Watch our free video on how to solve Multi Step Inequalities. This video shows how to solve problems that are on our free solving Multi Step Inequalities worksheet that you can get by submitting your email above.

Watch the free Multi Step Inequalities video on YouTube here: Multi Step Inequalities Video

Video Transcript:

This video is about solving multi-step inequalities. You can get the multi-step inequalities worksheet used in this video for free by clicking on the link in the description below. Solving any multi step inequalities examples is very similar when solving for multi step equations. You will combine like terms, you’ll solve for the variable, and then if you divide by a negative number it’s going to change the direction of the symbol of your inequality. This first example problem gives us negative 3x minus 5 plus 6x is less than or equal to 46. The first step in this multi step inequality is to combine like terms. If you combine negative 3x plus 6x you get positive 3x. You bring down your minus 5, bring down your less than or equal to symbol, and the 46. The next step is to get x by itself. We’re going to add 5 to this side and to this side. The 5’s cancel and we’re left with 3x is less than or equal to 51. Then the final step is to divide both sides by 3 so that you get x by itself on this side. These threes will cancel and then 51 divided by 3 is 17. The solution is x is less than or equal to 17. Let’s do a couple practice problems on our multi step inequalities worksheet.

The first problem we’re going to do on our multistep inequalities worksheet is number one. The problem gives us 1 plus 4x plus 3 is greater than 20. The first thing we need to do is we need to combine like terms. In this case we’re going to add 1 plus 3 because they are the like terms on the left side of the inequality and 1 plus 3 is 4. We bring down the 4x and then we combine 1 and 3. We bring down our greater than symbol and then 20. Then the next step is we have to get x by itself. We’re going to subtract 4 from both sides so that this 4 cancels and we’re left with 4x is greater than 20 minus 4 is 16. The last step is we have to get rid of this 4x. This is like saying 4 times x.

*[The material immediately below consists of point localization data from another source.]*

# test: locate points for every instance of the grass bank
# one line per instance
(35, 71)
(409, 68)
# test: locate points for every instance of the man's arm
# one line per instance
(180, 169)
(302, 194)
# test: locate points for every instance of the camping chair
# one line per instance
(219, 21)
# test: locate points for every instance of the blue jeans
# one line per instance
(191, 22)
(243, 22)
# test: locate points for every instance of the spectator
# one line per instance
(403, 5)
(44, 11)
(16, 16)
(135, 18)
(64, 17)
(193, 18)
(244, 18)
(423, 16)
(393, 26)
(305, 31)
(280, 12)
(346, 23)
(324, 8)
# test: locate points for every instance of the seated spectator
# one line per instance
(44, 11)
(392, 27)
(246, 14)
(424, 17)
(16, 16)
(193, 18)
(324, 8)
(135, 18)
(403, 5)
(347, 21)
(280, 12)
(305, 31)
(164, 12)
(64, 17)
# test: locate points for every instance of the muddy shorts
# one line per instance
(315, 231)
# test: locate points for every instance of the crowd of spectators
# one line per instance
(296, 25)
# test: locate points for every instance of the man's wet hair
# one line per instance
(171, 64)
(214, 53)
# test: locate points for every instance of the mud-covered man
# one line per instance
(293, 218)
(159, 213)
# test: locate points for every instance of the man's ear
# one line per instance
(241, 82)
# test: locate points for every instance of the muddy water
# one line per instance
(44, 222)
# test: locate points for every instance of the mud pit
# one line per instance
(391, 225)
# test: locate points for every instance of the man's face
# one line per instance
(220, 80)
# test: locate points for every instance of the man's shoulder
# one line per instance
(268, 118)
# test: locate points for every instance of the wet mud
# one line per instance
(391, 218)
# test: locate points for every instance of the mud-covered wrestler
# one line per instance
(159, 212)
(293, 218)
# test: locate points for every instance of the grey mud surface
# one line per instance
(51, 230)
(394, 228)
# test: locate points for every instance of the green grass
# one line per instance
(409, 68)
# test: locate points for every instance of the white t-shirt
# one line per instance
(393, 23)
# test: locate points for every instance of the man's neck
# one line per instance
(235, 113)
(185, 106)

The opposite of that is to divide by 4. These fours cancel and we’re left with x is greater than 16, divided by four is four. The solution is x is greater than four.

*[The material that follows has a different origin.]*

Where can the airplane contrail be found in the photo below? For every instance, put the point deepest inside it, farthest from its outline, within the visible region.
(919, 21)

The next problem we’re going to do on the solve multi step inequalities worksheet is number six. This problem gives us 10x plus three plus 4x is greater than or equal to negative 25. Again, the first step is to combine like terms. We combine 10x plus 4x and we get 14x. Bring down the plus 3 and the greater than symbol and the negative 25. Then we have to get x on one side by itself. We’re going to subtract 3 from this side so that the 3s cancel, whatever you do to one side you also have to do the other. We subtract 3 on this side and we bring down our 14x is greater than or equal to negative 25. Minus 3 is negative 28. And then 14 times x we have to undo. We divide both sides by 14. The 14s cancel we’re left with just x on this side is greater than or equal to negative 28 divided by 14 is negative two. Our answer is x is greater than or equal to negative two.

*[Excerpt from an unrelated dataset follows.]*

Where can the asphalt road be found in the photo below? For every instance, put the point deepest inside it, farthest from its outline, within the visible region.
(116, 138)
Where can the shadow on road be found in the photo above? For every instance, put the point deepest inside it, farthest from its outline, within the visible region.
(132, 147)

Finally, the last problem on our multi step inequalities worksheet is going to be number seven. We have negative x plus one minus x is less than or equal to negative 77. Again, the first step is to combine like terms. We have negative x and this is like negative 1x minus another negative 1x. Negative 1 minus 1 is negative 2. We have negative 2x, bring down our plus 1, our less than or equal to symbol, and our negative 77. Then we have to get x on one side by itself. We’re going to subtract 1 here so that the ones cancel. We do minus 1 here so now we have negative 2x is less than or equal to negative 77 minus 1 is negative 78. Then we have to undo this negative 2x. This is like negative 2 times x so we divide by negative 2 so that the negatives and the 2s cancel. Whatever you do to one side you do the other. You divide this side by negative 2 as well. We have x on this side, now we divided by a negative number and because we divided by a negative it’s going to change our symbol from less than or equal to, to greater than or equal to. Now we have x is greater than or equal to and then negative 78 divided by negative 2 is positive 39. The solution is x is greater than or equal to 39.